Frozen Shoulder (Adhesive Capsulitis)

Michelle DeYoung

October 6, 2023

📖 5 mins
Physiotherapist performing exercise with patient

Understanding Adhesive Capsulitis

Adhesive capsulitis, also known as frozen shoulder, is an interesting medical condition. The cause is unknown, and the only joint that this occurs in the body is the shoulder joint. There is usually an insidious onset, meaning there is no mechanism of injury or direct cause. The symptoms seem to appear out of the blue. However, there are risk factors that may predispose one to this condition:

Risk factors:

• Post-surgery

• Idiopathic

• Post-trauma

• Prolonged immobilization

• Diabetes

• Thyroid Disorders

• Atherosclerotic Diseases

• Cervical Disc Diseases

• Rotator Cuff/Impingement Induced stiffness

• Individuals aged 40-60 years old

• Sex (Women are affected more commonly than men) 

Patterns and Categories of Frozen Shoulder Development

Frozen shoulder typically only affects one shoulder, but it is possible to develop in the opposite shoulder, although it is extremely rare to happen concurrently. Currently there is no clear evidence of whether it is more likely to develop in the dominant versus non-dominant arm.
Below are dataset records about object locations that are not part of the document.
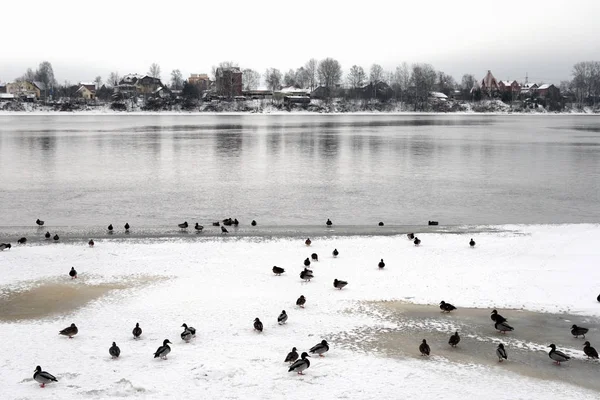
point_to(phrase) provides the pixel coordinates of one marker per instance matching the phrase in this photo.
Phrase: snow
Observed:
(219, 285)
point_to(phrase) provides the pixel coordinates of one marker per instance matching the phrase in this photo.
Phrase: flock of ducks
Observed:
(502, 326)
(301, 363)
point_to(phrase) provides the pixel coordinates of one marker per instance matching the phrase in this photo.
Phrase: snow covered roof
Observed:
(438, 95)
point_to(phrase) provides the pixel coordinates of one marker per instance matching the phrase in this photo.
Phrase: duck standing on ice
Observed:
(557, 356)
(43, 377)
(300, 365)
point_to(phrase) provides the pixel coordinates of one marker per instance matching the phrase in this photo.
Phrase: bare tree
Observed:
(289, 79)
(250, 79)
(356, 77)
(176, 79)
(376, 73)
(113, 79)
(312, 73)
(154, 71)
(273, 78)
(330, 72)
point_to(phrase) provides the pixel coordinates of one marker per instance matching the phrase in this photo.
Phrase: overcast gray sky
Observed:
(86, 38)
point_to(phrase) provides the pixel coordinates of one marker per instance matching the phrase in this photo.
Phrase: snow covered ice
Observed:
(219, 285)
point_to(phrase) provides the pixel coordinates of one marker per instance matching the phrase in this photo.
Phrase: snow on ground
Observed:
(219, 285)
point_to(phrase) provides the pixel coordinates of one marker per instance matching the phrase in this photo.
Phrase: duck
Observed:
(300, 365)
(114, 351)
(301, 301)
(292, 356)
(282, 319)
(69, 331)
(590, 351)
(578, 331)
(137, 331)
(306, 274)
(189, 328)
(258, 325)
(446, 307)
(164, 350)
(186, 335)
(501, 353)
(454, 339)
(557, 356)
(497, 317)
(43, 377)
(503, 327)
(320, 348)
(339, 284)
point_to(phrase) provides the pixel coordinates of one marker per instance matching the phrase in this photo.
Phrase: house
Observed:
(200, 80)
(228, 82)
(26, 89)
(509, 87)
(489, 84)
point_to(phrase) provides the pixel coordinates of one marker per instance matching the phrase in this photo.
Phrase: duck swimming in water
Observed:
(590, 351)
(446, 307)
(164, 350)
(557, 356)
(578, 331)
(320, 348)
(501, 353)
(137, 331)
(292, 356)
(43, 377)
(339, 284)
(300, 365)
(69, 331)
(301, 301)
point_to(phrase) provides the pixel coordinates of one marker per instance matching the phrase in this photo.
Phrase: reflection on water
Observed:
(299, 170)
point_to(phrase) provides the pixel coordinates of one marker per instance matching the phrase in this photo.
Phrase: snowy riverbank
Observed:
(219, 285)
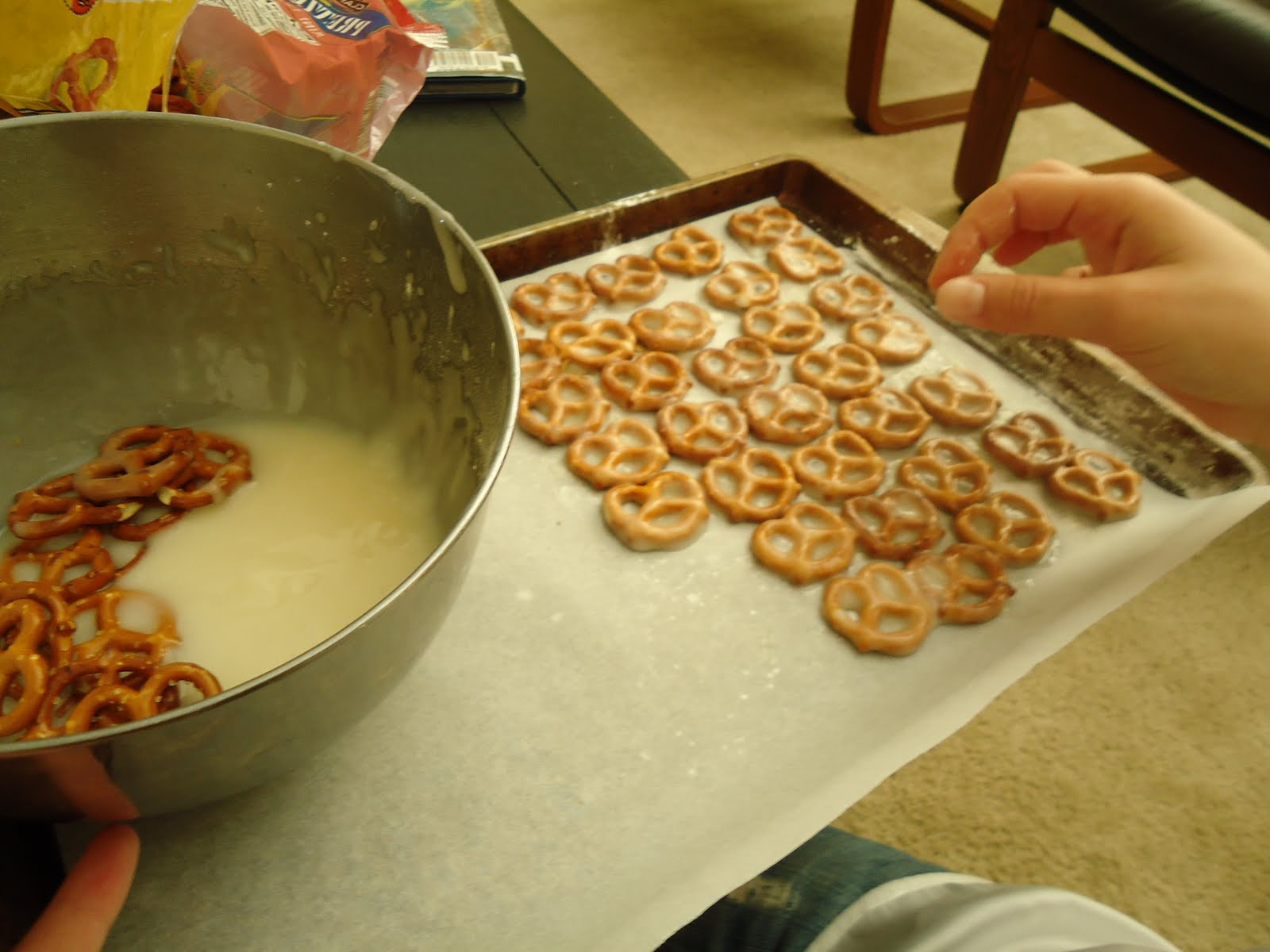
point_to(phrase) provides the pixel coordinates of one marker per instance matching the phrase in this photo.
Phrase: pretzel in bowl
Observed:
(1100, 484)
(879, 608)
(626, 451)
(752, 486)
(668, 512)
(808, 543)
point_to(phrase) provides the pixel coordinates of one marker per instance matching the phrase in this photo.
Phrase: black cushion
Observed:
(1217, 51)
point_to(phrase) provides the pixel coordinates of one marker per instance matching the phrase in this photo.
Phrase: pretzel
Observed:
(563, 410)
(681, 325)
(690, 251)
(879, 608)
(700, 432)
(838, 466)
(895, 524)
(630, 278)
(1029, 444)
(956, 397)
(967, 583)
(670, 512)
(850, 298)
(742, 285)
(1013, 526)
(755, 486)
(806, 543)
(840, 372)
(1098, 482)
(562, 298)
(948, 473)
(594, 344)
(741, 365)
(628, 451)
(791, 414)
(891, 336)
(806, 258)
(887, 418)
(785, 327)
(647, 382)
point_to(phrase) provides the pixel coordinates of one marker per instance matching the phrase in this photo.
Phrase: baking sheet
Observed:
(602, 743)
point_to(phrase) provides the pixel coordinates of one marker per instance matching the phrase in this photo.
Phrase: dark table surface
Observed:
(495, 165)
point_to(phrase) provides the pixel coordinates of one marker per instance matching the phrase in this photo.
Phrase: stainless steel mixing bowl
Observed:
(164, 268)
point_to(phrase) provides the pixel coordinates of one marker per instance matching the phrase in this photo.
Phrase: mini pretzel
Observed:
(562, 298)
(1028, 444)
(628, 451)
(808, 543)
(633, 278)
(806, 258)
(681, 325)
(752, 486)
(670, 512)
(850, 298)
(838, 466)
(897, 524)
(956, 397)
(1099, 484)
(879, 608)
(766, 225)
(741, 365)
(887, 418)
(967, 583)
(700, 432)
(594, 343)
(891, 336)
(647, 382)
(690, 251)
(791, 414)
(743, 285)
(840, 372)
(563, 410)
(949, 474)
(787, 327)
(1013, 526)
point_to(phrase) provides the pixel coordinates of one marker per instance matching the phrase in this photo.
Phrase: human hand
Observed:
(87, 904)
(1174, 290)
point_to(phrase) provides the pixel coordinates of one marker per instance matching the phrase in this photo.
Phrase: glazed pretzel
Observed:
(633, 278)
(626, 451)
(647, 382)
(956, 397)
(741, 365)
(879, 608)
(887, 418)
(948, 473)
(562, 298)
(838, 466)
(785, 327)
(681, 325)
(967, 583)
(563, 410)
(895, 524)
(806, 543)
(841, 372)
(700, 432)
(742, 285)
(752, 486)
(1013, 526)
(670, 512)
(791, 414)
(1100, 484)
(690, 251)
(1029, 444)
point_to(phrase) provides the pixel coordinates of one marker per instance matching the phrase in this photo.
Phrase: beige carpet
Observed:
(1134, 766)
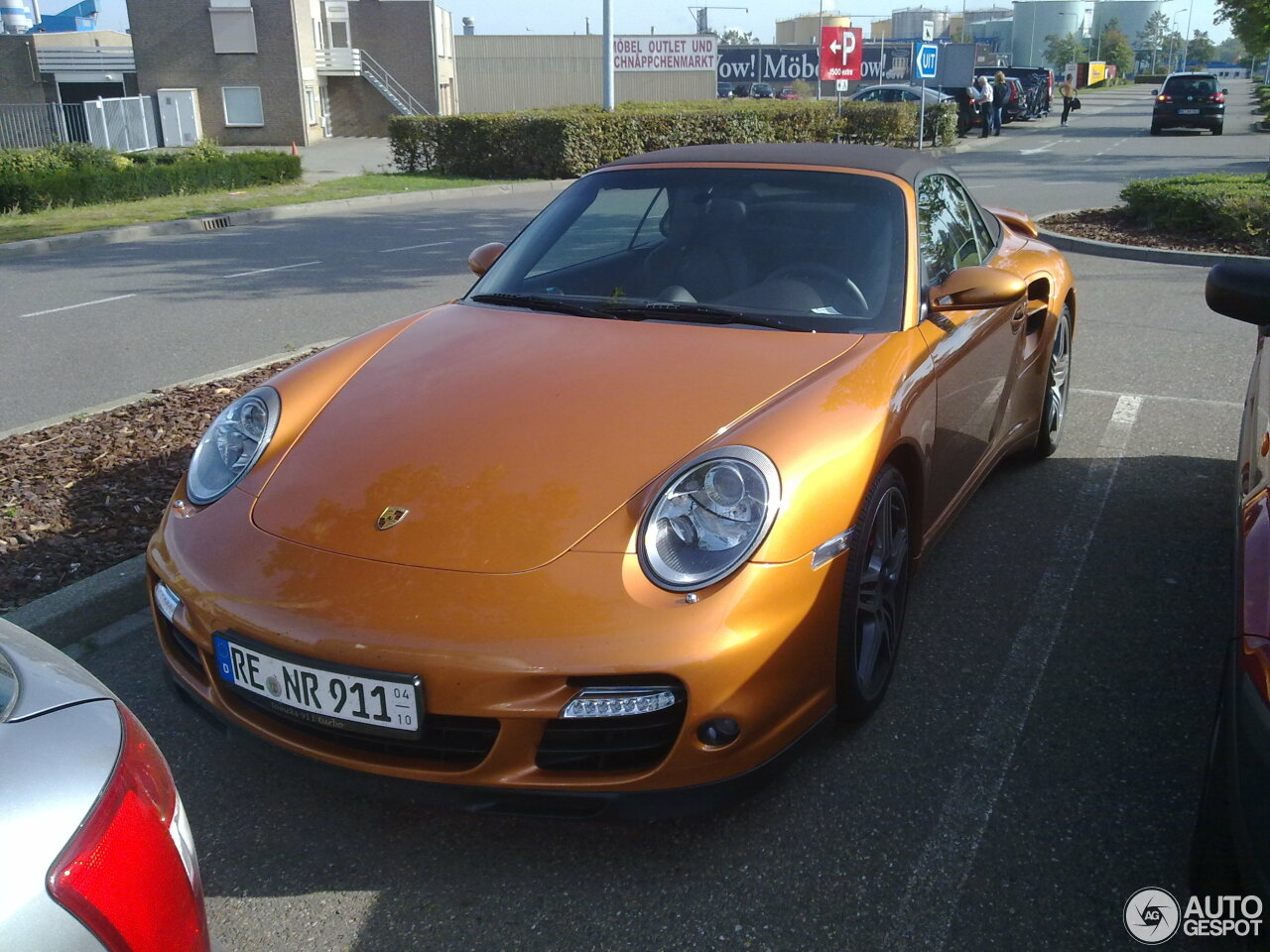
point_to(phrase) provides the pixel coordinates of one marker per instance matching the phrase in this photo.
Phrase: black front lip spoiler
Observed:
(636, 805)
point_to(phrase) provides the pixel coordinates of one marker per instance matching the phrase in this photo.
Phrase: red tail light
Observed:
(131, 875)
(1255, 661)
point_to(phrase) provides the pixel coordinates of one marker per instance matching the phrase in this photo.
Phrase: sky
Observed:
(672, 16)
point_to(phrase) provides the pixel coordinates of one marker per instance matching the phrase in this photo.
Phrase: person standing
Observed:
(1069, 91)
(983, 104)
(1000, 93)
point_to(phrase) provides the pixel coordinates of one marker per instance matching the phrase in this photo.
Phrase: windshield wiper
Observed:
(536, 302)
(706, 313)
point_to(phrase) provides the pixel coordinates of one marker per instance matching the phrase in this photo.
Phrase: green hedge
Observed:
(31, 181)
(1225, 206)
(556, 144)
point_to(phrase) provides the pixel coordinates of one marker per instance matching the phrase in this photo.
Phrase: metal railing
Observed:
(89, 59)
(335, 61)
(395, 93)
(39, 125)
(125, 125)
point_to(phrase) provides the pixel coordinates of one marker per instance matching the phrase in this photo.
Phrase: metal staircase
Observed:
(389, 87)
(343, 61)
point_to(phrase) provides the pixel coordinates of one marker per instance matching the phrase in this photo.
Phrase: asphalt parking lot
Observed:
(1037, 761)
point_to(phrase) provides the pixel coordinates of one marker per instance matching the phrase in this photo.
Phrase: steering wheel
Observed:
(835, 280)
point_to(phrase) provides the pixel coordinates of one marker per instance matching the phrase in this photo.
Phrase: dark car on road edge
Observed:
(1230, 847)
(1192, 100)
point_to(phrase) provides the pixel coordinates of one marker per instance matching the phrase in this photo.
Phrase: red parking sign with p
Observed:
(841, 53)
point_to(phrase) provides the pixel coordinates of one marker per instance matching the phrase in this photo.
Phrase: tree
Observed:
(734, 37)
(1229, 51)
(1201, 50)
(1114, 49)
(1062, 50)
(1153, 39)
(1250, 22)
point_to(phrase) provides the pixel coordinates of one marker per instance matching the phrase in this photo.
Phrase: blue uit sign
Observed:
(928, 60)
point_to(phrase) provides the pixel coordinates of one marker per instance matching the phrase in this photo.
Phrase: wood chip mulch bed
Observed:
(86, 494)
(1111, 225)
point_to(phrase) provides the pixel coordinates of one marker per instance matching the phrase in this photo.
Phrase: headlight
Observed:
(708, 518)
(232, 444)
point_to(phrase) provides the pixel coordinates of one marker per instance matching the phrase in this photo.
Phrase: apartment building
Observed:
(280, 71)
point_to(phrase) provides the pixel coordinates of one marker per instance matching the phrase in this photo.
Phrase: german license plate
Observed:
(344, 698)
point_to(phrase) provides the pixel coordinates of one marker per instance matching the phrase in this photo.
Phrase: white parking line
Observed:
(1161, 397)
(71, 307)
(926, 910)
(263, 271)
(411, 248)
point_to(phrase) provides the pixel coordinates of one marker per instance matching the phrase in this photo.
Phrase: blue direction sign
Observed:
(928, 61)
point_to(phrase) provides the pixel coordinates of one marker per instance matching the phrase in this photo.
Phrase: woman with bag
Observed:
(1069, 91)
Frozen shoulder can further be divided into two categories, depending on the cause:

• Primary Adhesive Capsulitis: occurs without an identifiable cause

• Secondary Adhesive Capsulitis: it is triggered by an event (e.g. trauma or surgery) or a disease

Stages and symptoms

Graph relating pain and range of motion of over time due to frozen shoulderGraph relating pain and range of motion of over time due to frozen shoulder
Freezing or Inflammatory/Reactive Stage

The classic sign of frozen shoulder is the inability to move the arm, with or without help, as well as shoulder pain. The pain slowly increases in intensity in the initial phase (aka freezing or inflammatory/reactive stage), but decreases in the later phases of the condition. The pain is often described as diffuse and achy, and can sometimes travel down the arm and into the hand. Pain can be present at rest and it can also affect the ability to sleep. This initial stage can last for 6 weeks to 9 months. As the pain increases with time, range of motion decreases. The range most people notice they lose is lifting the arm up/out, reaching up the back, and rotating the arm outwards, although range is limited in all directions.

Frozen (Adhesive) Stage

Eventually the range of motion becomes static, as the shoulder is now considered to be in the frozen (adhesive) stage. This phase may last 4-6 months and during this phase the pain may start to decrease, however the range of motion is most limited. This makes activities of daily living quite challenging, such as getting dressed or reaching into a cupboard. Unfortunately, there is no way of predicting how long each phase will last. Due to these long periods of decreased range of motion, the shoulder muscles can start to weaken from the inactivity.

Thawing Stage

In the final phase, the shoulder begins to thaw (aka recovery phase). This stage can last 6 months or more. It is during this phase that range of motion and strength are regained, and pain continues to lessen. This is the stage when physiotherapy is most beneficial, although there is a role for physiotherapy during each phase.

What actually happens to the tissues with frozen shoulder?

Anatomy diagram depicting the thickening, fibrosis, and shrinking of the shoulder capsule due to frozen shoulder.Anatomy diagram depicting the thickening, fibrosis, and shrinking of the shoulder capsule due to frozen shoulder.

Surrounding the shoulder joint is a capsule, which is the deepest layer of soft tissue and acts as a cover for the shoulder joint. Its function is to keep the lubrication fluid within the joint and to help support the joint. With frozen shoulder the joint capsule becomes inflamed, causing the shoulder ligaments to swell and thicken, which results in scar tissue or adhesions. This results in less room for your shoulder to rotate in the socket, resulting in decreased range of motion and pain.

Diagnosis and Treatment

If you think you have frozen shoulder, it is best to seek medical advice to confirm this diagnosis. Physiotherapy is also beneficial for frozen shoulder as your therapist will provide you with exercises to perform during each stage of this condition, provide hands-on treatment to help maintain/restore joint range of motion, and apply modalities as needed for managing the pain (e.g. acupuncture, ultrasound, TENS). It should be noted that if treatment is not sought, range of motion may not return to full and that muscle weaknesses and imbalances can remain, which can predispose one to future injuries.